Electric and Natural Gas Utilities

Electric    
Three Months Ended Six Months Ended
    June 30,   June 30,
    2013     2012     2013     2012  
(Dollars in millions, where applicable)
Operating revenues   $ 57.0     $ 53.0     $ 121.6     $ 110.9  
Operating expenses:    
Fuel and purchased power 18.2 15.2 39.8 33.6
Operation and maintenance 20.5 19.1 36.8 35.3
Depreciation, depletion and amortization 7.9 8.0 16.5 16.1
Taxes, other than income   2.8     2.6     5.7     5.3  
    49.4     44.9     98.8     90.3  
Operating income   7.6     8.1     22.8     20.6  
Earnings   $ 4.4     $ 4.4     $ 14.2     $ 12.0  
Retail sales (million kWh) 691.5 666.3 1,534.1 1,436.0
Sales for resale (million kWh) 8.8 1.0 16.2 2.9
Average cost of fuel and purchased power per kWh   $ .024     $ .021     $ .024     $ .022  
 
Natural Gas Distribution
Three Months Ended Six Months Ended
    June 30,   June 30,
    2013     2012     2013     2012  
(Dollars in millions)
Operating revenues   $ 127.6     $ 116.8     $ 459.3     $ 424.7  
Operating expenses:
Purchased natural gas sold 73.5 62.9 286.9 262.2
Operation and maintenance 35.7 35.9 69.9 71.1
Depreciation, depletion and amortization 12.4 11.3 24.5 22.5
Taxes, other than income   9.5     10.0     25.7     26.2  
    131.1     120.1     407.0     382.0  
Operating income (loss)   (3.5 )   (3.3 )   52.3     42.7  
Earnings (loss)   $ (5.9 )   $ (6.4 )   $ 26.6     $ 19.1  
Volumes (MMdk):
Sales 15.3 13.4 60.2 52.1
Transportation   30.3     26.8     68.5     64.7  
Total throughput   45.6     40.2     128.7     116.8  
Degree days (% of normal)*
Montana-Dakota/Great Plains 130 % 77 % 104 % 77 %
Cascade 82 % 94 % 93 % 99 %
Intermountain   99 %   97 %   110 %   94 %
* Degree days are a measure of the daily temperature-related demand for energy for heating.
 

The combined utility businesses reported a seasonal loss of $1.5 million in the second quarter of 2013, compared to a loss of $2.0 million for the same period in 2012. This improvement reflects increased natural gas retail sales volumes resulting from colder weather than last year, as well as higher electric retail sales volumes. Partially offsetting the decreased loss was higher operations and maintenance expense and higher depreciation, depletion and amortization expense.
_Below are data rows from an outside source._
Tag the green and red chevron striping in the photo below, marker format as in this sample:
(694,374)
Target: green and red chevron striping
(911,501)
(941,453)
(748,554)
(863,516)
The following information highlights the key growth strategies, projections and certain assumptions for this segment:

  • The company filed an application June 14 for an advance determination of prudence with the North Dakota Public Service Commission to add pollution control equipment at the Lewis & Clark generating station to comply with the Mercury and Air Toxics Standards rules, projected to be completed in 2016. Project cost is estimated to be $26.1 million.
  • The company filed an application Dec. 21 with the South Dakota Public Utilities Commission for a natural gas rate increase requesting a total of $1.5 million annually or approximately 3.3 percent above current rates. The case includes the costs associated with the increased investment in facilities, including ongoing investment in new and replacement distribution facilities, the landfill gas production facility, an operations building, automated meter reading and new customer billing system. The company implemented the full request July 22, subject to refund. A hearing is scheduled for Oct. 29.
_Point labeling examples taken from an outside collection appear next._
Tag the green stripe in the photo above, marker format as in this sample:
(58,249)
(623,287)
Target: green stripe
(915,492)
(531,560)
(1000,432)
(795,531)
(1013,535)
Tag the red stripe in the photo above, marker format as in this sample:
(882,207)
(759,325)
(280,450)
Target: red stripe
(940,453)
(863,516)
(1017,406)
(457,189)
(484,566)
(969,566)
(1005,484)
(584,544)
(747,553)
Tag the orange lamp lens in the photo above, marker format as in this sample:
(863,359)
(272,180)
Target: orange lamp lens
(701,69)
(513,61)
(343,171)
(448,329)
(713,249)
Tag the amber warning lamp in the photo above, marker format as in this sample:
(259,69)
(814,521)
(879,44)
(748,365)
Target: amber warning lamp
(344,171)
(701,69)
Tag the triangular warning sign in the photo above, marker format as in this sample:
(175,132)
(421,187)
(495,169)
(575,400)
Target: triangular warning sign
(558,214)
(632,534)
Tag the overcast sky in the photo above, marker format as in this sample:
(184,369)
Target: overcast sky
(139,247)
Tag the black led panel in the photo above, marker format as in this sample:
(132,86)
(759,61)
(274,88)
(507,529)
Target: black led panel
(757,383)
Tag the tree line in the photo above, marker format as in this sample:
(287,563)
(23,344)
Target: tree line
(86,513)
  • The company filed an application Sept. 26 with the Montana Public Service Commission for a natural gas rate increase requesting a total of $3.5 million annually or approximately 5.9 percent above current rates. The case includes the costs associated with the increased investment in facilities, including ongoing investment in new and replacement distribution facilities, the landfill gas production facility, a region operations building, automated meter reading and new customer billing system. The company requested an interim increase of $1.7 million or approximately 2.9 percent. The commission granted an interim increase of approximately $850,000 annually, effective April 15. A hearing is scheduled for Aug. 5.
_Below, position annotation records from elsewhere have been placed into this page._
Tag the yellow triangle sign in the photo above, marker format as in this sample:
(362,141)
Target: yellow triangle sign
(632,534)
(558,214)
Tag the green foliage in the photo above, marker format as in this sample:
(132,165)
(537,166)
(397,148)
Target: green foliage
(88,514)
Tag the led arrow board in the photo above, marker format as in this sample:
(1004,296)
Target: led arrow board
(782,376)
  • The EPA approved the South Dakota Regional Haze Program, which requires the Big Stone Station to install and operate a best-available retrofit technology air-quality control system to reduce emissions of particulate matter, sulfur dioxide and nitrogen oxides. The company's share of the cost for the installation is estimated at $100 million and is expected to be complete in 2015. The NDPSC has approved advance determination of prudence for recovery of costs related to this system in electric rates charged to customers. The company filed an application Feb. 11 with the NDPSC for approval of an environmental cost recovery rider related to costs for the required environmental retrofit at the Big Stone Station. A hearing is scheduled for Sept. 16.
  • The company plans to construct and operate an 88-megawatt simple-cycle natural gas turbine and associated facilities, with an estimated project cost of $86 million and a projected in-service date in third quarter 2014. It will be located on owned property that is adjacent to the company's Heskett Generating Station near Mandan, N.D. The capacity is necessary to meet the requirements of the company's integrated electric system customers and will be a partial replacement for third-party contract capacity expiring in 2015. Advance determination of prudence and a Certificate of Public Convenience and Necessity have been received from the NDPSC.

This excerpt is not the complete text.